Вот для него мой посттравматический синдром не прокатил. Орал генерал почти час и ругался, и ругался. Затем он выдохся и я смог доложить обстоятельства перестрелки. Пока генерал кричал я узнал, что нас охраняли и одновременно мы были наживкой. Но группа охраны и группа силовой поддержки сегодня рано утром перестали выходить на связь и пропали бесследно. Теперь стало понятно, почему так спокоен был гестаповец он знал о прикрытии. Но нам прикрытие мало помогло. Гестаповец в реанимации — осколок его все-таки достал. Но жизнь гестаповцу спасут. Это хорошая новость. Есть и плохая новость. Офис филиала фармацевтической компании сгорел до тла и никаких улик не осталось. От слова совсем не осталось. Только пепел и всё. Следов нет, тупик и никакого направления для поиска. Я продолжаю доклад и утверждаю, что след остался — мусороуборочная компания которой принадлежал грузовик, экипаж которого пытался атаковать меня на стоянке. Это твердый след, и мы можем отработать компанию и найти улики позволяющие привязать мусороуборочную компанию к нападению на нас и наших товарищей и тогда мы можем выйти на заказчиков нападения. Сами корсиканцы не занимаются производством лекарств и были только исполнителями убийства наших товарищей. Оставлять такое без ответа нельзя. Тут генерал меня прерывает и начинает снова кричать, но уже как-то по-родственному что ли без особого гнева.
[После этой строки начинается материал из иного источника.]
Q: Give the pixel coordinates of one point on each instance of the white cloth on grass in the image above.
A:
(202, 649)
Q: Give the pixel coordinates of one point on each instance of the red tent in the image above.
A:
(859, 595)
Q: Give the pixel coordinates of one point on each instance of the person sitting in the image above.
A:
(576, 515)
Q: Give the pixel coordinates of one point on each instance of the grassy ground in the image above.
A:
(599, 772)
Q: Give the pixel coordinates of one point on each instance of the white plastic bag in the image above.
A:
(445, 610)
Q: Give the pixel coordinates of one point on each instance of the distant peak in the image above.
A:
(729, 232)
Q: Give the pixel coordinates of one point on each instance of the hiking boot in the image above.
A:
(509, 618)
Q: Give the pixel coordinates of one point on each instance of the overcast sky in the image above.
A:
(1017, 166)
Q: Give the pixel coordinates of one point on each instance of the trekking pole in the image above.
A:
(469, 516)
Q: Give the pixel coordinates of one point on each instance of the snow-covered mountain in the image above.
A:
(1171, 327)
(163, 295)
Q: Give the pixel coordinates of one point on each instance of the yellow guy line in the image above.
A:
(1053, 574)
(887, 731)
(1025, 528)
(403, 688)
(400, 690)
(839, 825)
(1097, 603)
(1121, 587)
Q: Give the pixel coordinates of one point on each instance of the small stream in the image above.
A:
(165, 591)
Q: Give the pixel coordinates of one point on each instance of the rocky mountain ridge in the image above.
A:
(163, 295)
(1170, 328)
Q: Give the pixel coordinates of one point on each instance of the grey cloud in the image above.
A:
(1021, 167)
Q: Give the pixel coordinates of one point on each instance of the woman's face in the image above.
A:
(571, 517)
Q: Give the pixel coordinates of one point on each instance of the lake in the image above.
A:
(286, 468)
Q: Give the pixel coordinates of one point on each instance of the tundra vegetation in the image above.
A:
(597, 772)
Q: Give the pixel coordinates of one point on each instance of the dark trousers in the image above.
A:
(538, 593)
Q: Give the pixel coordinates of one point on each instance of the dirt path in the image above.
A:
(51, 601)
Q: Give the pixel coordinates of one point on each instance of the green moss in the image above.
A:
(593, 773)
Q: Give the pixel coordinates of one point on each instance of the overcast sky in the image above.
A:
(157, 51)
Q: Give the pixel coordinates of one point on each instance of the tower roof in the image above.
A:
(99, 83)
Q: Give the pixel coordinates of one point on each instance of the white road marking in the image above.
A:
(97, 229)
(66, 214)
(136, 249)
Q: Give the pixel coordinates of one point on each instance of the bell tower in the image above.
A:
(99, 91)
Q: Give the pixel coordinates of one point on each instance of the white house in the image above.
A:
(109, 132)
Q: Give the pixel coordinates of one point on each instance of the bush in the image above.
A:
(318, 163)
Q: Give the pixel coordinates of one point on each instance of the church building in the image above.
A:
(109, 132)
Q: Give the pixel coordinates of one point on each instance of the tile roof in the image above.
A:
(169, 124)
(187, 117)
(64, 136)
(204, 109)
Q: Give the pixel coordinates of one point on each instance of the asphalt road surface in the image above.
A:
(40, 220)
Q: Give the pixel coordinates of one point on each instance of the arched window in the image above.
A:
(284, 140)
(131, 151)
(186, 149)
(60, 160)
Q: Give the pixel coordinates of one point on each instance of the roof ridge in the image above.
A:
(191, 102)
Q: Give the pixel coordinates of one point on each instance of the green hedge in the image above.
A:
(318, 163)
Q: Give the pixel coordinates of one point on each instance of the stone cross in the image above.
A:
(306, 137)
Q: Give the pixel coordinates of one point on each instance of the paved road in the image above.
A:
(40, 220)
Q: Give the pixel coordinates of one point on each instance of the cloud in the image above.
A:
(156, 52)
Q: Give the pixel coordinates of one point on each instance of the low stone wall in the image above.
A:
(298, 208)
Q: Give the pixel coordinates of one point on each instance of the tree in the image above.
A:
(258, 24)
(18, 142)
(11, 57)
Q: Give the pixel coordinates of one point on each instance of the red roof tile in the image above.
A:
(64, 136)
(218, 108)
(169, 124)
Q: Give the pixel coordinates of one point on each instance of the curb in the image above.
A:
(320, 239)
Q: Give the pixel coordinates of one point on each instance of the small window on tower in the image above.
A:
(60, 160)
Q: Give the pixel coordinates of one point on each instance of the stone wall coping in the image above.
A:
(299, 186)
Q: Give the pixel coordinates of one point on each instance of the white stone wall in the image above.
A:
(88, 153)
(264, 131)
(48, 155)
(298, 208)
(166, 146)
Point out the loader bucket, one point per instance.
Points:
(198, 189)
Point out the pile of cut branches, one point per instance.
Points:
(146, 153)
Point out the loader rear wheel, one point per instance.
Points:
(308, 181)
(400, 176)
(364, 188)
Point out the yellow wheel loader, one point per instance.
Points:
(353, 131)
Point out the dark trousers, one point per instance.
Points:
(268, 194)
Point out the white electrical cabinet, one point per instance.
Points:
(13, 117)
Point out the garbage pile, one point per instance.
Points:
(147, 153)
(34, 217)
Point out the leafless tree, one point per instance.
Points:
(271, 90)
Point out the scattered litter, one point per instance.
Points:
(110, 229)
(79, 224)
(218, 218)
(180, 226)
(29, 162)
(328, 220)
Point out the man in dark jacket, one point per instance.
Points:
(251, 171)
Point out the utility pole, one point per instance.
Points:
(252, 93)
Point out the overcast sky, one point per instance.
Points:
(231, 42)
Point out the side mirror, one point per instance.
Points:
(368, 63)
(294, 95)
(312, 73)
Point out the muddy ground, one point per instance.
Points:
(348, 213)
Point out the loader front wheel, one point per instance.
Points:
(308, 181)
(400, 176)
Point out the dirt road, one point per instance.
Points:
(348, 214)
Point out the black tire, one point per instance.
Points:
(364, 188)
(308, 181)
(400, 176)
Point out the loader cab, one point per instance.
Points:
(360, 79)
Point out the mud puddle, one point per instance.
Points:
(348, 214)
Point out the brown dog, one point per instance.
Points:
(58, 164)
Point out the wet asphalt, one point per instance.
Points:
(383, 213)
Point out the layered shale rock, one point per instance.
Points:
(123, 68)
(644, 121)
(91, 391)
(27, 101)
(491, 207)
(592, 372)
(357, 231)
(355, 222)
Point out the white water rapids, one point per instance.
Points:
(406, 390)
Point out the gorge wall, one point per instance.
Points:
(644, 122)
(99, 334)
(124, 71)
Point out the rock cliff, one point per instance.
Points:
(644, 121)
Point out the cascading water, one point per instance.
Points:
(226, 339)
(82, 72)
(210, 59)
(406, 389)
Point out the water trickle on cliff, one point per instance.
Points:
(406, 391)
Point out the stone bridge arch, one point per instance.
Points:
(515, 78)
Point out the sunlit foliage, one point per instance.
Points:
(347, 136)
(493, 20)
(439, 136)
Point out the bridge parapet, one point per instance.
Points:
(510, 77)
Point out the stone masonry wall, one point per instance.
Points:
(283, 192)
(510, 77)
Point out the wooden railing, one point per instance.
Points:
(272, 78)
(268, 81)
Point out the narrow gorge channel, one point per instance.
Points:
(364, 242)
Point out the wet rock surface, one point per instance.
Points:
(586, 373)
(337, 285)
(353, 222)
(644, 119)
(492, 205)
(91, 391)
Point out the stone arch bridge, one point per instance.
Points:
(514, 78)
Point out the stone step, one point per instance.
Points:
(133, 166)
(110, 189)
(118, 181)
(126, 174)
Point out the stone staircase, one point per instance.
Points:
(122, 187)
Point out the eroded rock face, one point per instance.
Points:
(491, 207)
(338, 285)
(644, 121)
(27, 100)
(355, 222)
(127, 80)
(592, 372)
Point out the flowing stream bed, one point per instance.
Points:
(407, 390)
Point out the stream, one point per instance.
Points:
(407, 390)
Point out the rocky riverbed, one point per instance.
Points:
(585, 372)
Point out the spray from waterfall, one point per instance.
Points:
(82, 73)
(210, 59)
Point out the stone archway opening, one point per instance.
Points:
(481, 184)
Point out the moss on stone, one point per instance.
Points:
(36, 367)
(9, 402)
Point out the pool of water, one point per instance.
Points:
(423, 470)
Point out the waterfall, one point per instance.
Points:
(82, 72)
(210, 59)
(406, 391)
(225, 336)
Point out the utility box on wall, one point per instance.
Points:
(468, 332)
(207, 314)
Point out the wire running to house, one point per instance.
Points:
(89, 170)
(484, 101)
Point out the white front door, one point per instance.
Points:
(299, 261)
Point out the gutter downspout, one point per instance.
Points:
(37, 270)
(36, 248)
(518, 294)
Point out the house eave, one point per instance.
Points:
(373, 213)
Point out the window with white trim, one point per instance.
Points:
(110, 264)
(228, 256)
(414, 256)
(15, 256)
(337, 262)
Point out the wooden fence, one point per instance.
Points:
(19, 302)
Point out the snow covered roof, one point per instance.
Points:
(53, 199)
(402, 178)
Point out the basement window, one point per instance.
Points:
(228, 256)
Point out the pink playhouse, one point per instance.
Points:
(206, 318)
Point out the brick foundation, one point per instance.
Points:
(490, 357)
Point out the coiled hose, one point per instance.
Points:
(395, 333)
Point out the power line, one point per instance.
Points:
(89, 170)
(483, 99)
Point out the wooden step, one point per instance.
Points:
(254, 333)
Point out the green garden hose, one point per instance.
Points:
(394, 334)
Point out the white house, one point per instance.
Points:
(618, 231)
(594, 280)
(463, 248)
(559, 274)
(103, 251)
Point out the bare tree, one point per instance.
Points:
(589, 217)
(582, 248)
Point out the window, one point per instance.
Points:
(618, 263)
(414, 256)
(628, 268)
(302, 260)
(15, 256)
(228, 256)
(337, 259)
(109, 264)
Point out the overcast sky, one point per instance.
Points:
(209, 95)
Мол я в Легионе — без году неделя и туда же учить его старого легионера как надо реагировать на такие вызовы. Затем уже просто спрашивает — ты сможешь участвовать в операции возмездия. Так точно, мой генерал, только помоюсь и пополню боекомплект. Все патроны расстрелял. Это окончательно переводит ситуацию в мирный домашний разговор. Меня хвалят и отпускают приводить себя в порядок.

Марсель.

Штаб-квартира городской мусороуборочной компании.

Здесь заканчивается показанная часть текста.